After 16 exhilarating rounds of football we are finally nearing the pointy end of the season. And still, who knows what’s going to happen?
That’s the beauty of 2017, the fact that we’re still unsure how the final eight is going to look come September means there is still something to play for for nearly every team, as opposed to seasons past.
There’s plenty of games to look forward to coming up and still so many matches with an increase in interest with plenty of history suggesting we are still in for even more unpredictability.
Probably the biggest notable fact to come out of these next two rounds is this: The Demons have never beaten the Crows twice in one season. Never.
That, along with another mouth-watering Geelong-Hawthorn match-up, is just one game among many that has an added element of interest surrounding it. I’m just going to let the past tell you the rest.
What is history alone telling us about the next fortnight?
Power strike again
They’re sitting fourth and a plethora of people are adamant that they are barely even a top-eight side, but the Power have the second-largest percentage in the competition and are now one of the most dangerous teams going around. Two wins in the next two weeks could really set the Power up for a well-earned top-four berth, and lucky for them the stats are backing it in. Their Round 17 opponent, North Melbourne, haven’t beaten Port Adelaide away from home since 2011. The Kangaroos have also never won a match at Adelaide Oval before. The next one looks a little bit less convincing but, again, stats don’t lie. The Power have beaten the Demons in seven of the past eight encounters between the two sides. The one Melbourne win was in fact last season, but the last time the teams met at the MCG (2013), the Power were victorious by a whopping 79 points.

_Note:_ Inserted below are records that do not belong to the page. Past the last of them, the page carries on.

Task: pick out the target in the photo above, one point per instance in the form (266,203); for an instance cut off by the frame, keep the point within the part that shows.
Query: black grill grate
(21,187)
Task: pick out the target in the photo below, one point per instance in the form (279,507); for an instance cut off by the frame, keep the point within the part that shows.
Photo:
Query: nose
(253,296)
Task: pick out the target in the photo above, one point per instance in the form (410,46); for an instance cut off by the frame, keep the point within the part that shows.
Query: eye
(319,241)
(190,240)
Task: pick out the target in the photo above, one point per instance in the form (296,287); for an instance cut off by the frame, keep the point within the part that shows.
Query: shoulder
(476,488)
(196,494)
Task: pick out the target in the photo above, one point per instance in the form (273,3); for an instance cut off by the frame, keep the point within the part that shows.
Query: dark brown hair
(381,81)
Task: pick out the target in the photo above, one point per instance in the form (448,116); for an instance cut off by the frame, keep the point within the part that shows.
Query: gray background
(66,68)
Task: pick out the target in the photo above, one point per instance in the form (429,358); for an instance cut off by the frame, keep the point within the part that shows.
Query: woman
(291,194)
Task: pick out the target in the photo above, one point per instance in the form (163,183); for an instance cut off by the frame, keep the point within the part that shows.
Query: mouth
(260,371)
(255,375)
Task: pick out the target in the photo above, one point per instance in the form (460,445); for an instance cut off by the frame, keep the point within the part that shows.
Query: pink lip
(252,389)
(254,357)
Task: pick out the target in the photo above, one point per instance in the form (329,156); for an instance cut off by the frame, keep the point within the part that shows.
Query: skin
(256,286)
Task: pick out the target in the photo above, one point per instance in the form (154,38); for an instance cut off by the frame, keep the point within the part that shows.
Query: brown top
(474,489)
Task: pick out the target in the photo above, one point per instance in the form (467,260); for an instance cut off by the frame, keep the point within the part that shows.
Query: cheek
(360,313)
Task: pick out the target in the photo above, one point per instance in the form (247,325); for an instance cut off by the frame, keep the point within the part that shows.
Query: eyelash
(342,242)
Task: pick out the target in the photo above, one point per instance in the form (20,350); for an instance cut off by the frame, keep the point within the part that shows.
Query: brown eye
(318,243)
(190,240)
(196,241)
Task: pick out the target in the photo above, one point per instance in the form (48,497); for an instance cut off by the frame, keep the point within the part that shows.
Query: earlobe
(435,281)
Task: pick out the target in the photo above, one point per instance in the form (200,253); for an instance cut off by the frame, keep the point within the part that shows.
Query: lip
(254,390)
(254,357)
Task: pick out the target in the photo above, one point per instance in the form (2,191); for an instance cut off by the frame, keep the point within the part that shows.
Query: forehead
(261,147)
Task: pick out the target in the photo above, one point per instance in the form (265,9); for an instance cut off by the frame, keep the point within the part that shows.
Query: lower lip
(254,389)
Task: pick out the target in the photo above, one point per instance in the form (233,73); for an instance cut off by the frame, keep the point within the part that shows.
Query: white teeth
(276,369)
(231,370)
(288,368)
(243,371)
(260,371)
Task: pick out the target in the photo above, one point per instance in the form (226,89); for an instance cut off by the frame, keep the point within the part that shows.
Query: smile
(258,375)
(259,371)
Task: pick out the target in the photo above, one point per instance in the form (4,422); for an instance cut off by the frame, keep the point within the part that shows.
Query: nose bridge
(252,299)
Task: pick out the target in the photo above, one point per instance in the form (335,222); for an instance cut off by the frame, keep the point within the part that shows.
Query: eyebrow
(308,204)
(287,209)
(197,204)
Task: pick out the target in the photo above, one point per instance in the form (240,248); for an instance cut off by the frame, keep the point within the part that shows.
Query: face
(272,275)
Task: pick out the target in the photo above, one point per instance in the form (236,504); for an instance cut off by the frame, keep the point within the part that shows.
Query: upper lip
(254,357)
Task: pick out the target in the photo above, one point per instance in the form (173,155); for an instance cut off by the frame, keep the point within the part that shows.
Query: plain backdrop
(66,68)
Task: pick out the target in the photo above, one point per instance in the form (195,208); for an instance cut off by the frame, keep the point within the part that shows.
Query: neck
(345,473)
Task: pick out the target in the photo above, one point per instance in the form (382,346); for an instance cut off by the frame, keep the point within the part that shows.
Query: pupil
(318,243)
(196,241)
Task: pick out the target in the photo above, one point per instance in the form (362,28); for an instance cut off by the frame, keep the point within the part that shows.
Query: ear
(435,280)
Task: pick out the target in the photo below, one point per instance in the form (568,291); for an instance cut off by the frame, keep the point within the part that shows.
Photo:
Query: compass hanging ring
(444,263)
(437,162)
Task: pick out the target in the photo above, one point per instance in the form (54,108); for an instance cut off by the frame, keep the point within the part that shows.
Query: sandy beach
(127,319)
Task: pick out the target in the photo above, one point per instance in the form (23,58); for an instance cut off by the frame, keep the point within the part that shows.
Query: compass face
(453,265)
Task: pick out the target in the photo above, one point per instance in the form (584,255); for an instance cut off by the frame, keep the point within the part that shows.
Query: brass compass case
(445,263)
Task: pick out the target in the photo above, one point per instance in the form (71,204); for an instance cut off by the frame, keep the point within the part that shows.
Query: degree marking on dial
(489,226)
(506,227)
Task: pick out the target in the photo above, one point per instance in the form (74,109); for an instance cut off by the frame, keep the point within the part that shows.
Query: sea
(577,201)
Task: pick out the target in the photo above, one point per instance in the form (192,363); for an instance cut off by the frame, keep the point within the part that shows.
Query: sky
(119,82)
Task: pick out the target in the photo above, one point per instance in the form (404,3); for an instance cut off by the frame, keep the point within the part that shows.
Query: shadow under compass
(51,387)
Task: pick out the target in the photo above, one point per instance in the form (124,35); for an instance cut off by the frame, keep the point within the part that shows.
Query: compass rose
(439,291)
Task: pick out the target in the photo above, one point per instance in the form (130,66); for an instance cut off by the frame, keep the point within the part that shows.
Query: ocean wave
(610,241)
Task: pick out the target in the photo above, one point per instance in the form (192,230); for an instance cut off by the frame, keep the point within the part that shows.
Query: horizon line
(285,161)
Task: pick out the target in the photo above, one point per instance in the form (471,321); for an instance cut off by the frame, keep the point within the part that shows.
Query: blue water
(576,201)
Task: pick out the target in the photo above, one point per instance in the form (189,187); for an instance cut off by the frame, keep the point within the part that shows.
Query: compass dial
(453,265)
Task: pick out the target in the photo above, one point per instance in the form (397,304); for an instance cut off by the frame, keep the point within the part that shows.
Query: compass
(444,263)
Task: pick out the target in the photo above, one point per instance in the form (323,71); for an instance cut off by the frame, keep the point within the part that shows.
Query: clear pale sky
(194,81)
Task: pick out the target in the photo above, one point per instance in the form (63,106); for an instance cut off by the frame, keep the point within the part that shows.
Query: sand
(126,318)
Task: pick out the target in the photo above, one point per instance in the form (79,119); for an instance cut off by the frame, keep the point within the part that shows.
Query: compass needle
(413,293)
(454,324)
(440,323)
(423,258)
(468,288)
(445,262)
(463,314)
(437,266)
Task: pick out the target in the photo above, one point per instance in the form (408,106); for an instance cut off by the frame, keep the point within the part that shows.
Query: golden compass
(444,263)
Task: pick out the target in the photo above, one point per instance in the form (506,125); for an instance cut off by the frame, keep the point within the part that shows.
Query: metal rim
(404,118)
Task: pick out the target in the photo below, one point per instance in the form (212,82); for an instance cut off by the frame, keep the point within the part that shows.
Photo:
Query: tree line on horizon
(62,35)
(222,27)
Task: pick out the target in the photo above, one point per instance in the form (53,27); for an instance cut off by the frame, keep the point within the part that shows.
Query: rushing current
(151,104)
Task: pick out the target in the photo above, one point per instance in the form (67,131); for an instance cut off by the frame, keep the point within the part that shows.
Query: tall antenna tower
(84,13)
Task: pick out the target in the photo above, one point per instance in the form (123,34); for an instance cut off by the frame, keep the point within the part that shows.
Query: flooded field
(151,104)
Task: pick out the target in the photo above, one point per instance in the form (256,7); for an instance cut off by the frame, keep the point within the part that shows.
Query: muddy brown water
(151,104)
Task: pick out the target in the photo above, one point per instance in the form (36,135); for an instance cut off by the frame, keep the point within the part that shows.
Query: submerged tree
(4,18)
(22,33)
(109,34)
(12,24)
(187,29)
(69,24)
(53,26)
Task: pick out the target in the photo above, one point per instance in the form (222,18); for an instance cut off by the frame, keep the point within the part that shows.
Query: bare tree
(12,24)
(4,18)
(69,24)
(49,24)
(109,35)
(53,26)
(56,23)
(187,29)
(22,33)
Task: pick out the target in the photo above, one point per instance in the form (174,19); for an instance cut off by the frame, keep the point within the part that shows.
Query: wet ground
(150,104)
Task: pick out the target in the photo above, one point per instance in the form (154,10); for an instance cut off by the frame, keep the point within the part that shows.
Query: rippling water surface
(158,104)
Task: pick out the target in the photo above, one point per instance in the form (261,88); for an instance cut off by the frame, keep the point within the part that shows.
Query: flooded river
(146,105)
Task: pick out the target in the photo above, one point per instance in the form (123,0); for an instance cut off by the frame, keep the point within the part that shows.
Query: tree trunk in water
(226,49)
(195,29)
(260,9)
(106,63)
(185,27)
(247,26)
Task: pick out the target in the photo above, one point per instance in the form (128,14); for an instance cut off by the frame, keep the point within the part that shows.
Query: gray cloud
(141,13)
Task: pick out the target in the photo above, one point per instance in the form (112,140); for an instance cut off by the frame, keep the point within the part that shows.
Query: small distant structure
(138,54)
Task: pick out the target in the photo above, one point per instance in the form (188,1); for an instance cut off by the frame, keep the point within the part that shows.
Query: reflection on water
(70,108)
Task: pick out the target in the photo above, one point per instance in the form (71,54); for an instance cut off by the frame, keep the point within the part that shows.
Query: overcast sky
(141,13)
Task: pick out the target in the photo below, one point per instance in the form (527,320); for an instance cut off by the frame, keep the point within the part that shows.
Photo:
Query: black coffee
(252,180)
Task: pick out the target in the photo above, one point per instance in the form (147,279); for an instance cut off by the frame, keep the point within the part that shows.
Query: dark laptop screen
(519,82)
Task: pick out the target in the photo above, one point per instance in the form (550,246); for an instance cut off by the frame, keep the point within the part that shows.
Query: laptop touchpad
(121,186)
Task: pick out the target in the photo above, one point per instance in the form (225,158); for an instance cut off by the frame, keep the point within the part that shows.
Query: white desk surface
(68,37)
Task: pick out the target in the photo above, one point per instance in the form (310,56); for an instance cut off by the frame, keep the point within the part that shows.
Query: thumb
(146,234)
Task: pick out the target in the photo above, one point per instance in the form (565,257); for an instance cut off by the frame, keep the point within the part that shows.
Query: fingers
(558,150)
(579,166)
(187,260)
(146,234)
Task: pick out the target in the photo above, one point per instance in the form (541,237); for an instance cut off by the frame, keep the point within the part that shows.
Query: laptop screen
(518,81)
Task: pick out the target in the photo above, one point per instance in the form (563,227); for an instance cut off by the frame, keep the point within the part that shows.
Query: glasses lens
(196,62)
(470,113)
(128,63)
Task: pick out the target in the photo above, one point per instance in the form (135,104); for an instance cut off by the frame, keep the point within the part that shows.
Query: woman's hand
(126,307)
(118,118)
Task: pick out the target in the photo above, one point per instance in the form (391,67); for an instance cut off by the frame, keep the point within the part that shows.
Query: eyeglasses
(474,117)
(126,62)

Two draws in a row. It’s safe to say the Giants are going to be keen to make amends. In the end, it’s the wins that get you to the top of the ladder, not the draws, and unfortunately for Sydney they will be facing the side they have lost to three times in a row in a different manner. One of the scariest prospects in terms of team potential, you don’t want to play the Giants when they have a point to prove. GWS’s average winning margin in their past three wins against the Swans has been 40 points, and in the 12 games in total that these teams have met, the average margin sits at 54 points. Another nail-biting AFL game? Probably not in this one.
Is Don. Is not good
It’s been highly-publicised that the Bombers have quite a reasonable draw to finish off the home-and-away season. But just as one makes the brave suggestion that the Bombers will make the top-eight this season, history will always be there to correct you. On paper, the Bombers should probably win enough games from here, but it’s games against teams around them on the ladder (St Kilda) that will define Essendon’s season. Friday night’s match at Etihad Stadium is one of the games of the round with two ultra-attacking teams going head-to-head on a proven fast Etihad track. The Saints have actually won four of their past five matches against the Bombers, including an average winning margin of 55.6 points in their last three wins against them.
It gets worse.
North Melbourne are 17th, but don’t let that fool you, Essendon. The Kangaroos have always matched up well against the Bombers and in 14 of their past 18 encounters since 2002, the result has gone the Kangas’ way.
The Western Bulldogs have underwhelmed so far this season but it has been far from a disgrace. They are still in contention for the finals but the wins need to start coming. It starts against the Blues this Sunday, but it’s going to be far from a certainty. Carlton have been one of those sides teams will go in against confidently at their own peril, with their nothing-to-lose game style proving wonders despite its 5-10 record. The Dogs have only ever won twice consecutively against the Blues two times since 1985. In fact, the two teams have only faced each other at the MCG four times in their history, with the Blues winning the last three of those (1995, 1996, 2007). The Blues are a big chance here and this little fun fact proves that. The Dogs right now are vulnerable.
Cats have top-two in sight
Geelong has continued to prove their critics wrong this season with consistent performances week after week regardless of personnel. Are they one of the two best sides in the league? Some would suggest not, but this up-coming fortnight gives Chris Scott a massive opportunity to leap-frog the current ladder-leaders. The Cats have won their past five matches against the Crows and we’ve seen over the past couple of seasons that they match up better against Adelaide than any other team in the competition. Add to that their well-known obvious good record against the Hawks and all of a sudden they are going to be hard to beat in September, especially if they qualify for a home final and get Simonds Stadium.
Other notable streaks to look out for in the next two rounds:
– Tigers have only lost to Lions once since 2005 (14 of past 16, draw in 2007).
– Eagles have won four in a row against the Dockers.
– Swans won nine of past 10 against Saints – dating back to 2011. Average winning margin in past five – 69.4 points.
– Lions have won four of past five against Blues.